With the growth of cloud native (where are the next five years of cloud native?) , the industry needs a unified event definition and description specification to provide cross-service, cross-platform interaction capabilities. The CloudEvents event specification has emerged and is receiving a lot of attention from the industry, including major cloud providers and SaaS companies. The introduction, specification and practice of CloudEvent will be explained in three series articles. This article is “CloudEvent Trilogy: Practice”.

I. Product access

scenario

Serverless is an event-driven function computing service.

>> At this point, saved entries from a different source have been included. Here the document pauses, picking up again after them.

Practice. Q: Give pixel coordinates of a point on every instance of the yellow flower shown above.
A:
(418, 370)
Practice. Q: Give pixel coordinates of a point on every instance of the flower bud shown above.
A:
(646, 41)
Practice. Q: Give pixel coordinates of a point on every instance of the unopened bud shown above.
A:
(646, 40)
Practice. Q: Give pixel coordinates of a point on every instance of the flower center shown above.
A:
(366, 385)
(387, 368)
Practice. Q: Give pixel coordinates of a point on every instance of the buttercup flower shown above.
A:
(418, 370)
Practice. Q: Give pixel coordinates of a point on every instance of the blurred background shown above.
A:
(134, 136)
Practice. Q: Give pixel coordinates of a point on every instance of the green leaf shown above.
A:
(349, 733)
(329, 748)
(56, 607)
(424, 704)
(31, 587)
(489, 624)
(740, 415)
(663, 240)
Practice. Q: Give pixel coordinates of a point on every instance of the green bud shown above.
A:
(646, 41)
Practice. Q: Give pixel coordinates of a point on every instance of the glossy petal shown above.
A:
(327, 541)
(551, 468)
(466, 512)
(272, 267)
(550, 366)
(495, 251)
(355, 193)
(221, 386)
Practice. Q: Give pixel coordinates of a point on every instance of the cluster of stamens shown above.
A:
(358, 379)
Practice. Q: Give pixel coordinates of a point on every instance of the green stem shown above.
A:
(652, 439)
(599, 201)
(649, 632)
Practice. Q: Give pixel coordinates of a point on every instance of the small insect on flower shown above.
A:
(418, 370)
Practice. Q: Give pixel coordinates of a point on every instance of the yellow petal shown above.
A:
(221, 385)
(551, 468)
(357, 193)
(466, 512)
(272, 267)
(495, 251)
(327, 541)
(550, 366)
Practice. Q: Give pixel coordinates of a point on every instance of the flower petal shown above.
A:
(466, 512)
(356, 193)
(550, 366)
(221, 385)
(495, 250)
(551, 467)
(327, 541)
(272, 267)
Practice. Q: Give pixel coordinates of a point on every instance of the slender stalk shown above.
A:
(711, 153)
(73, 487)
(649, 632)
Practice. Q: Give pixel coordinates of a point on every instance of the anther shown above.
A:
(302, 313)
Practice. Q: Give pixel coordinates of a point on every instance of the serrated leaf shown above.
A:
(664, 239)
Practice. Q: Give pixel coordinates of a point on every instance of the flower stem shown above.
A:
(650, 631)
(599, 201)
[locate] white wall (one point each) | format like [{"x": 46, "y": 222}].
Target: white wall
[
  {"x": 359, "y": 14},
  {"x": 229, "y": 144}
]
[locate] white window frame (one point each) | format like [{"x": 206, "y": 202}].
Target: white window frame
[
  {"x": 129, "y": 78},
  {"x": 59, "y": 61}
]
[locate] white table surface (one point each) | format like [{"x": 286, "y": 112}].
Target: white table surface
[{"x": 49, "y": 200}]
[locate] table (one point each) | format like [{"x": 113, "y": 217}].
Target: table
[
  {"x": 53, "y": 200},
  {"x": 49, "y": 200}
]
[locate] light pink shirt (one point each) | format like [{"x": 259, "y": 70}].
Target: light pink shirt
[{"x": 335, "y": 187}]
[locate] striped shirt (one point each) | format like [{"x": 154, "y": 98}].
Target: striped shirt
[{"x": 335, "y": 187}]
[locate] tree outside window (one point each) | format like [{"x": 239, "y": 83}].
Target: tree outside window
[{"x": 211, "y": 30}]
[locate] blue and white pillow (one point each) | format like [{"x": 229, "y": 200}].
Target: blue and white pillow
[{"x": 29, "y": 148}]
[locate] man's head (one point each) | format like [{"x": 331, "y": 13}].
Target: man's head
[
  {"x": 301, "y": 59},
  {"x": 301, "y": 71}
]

By using function computing products, functions run in an elastic, operation-free and highly reliable manner. Users can focus more on the writing of function codes without purchasing and maintaining servers and other infrastructure. CloudEvents has been widely used in function computing. For third-party services to access function computing services, it is necessary to use CloudEvents message passing data conforming to the CloudEvents specification to facilitate function computing platforms to distribute and filter messages of third-party services. Meanwhile, due to the universality of the specification, Third party services can be seamlessly adapted to various Cloudevents-compliant platforms. In addition, messaging products (e.g., message queues, message services, event buses, etc.) can also support the CloudEvents specification and unify the event standard of the cloud to accelerate the integration of the cloud native ecosystem.

The development of

Building a CloudEvent typically requires the use of CloudEvents’ software Development Kit (SDK), which greatly facilitates integrated development. Until the release of CloudEvents V1.0 specification, The CloudEvents team supports and maintains the following six SDKS:

  • CSharp
  • Go SDK
  • Java SDK
  • JavaScript SDK
  • Python SDK
  • Ruby SDK

Here are some examples of using Go, Python SDK to construct CloudEvent 1.0 compliant message receiving and sending, HTTP/JSON request conversion, etc.

Golang

  1. Access to rely on

Go get github.com/cloudevents/sdk-go/[email protected]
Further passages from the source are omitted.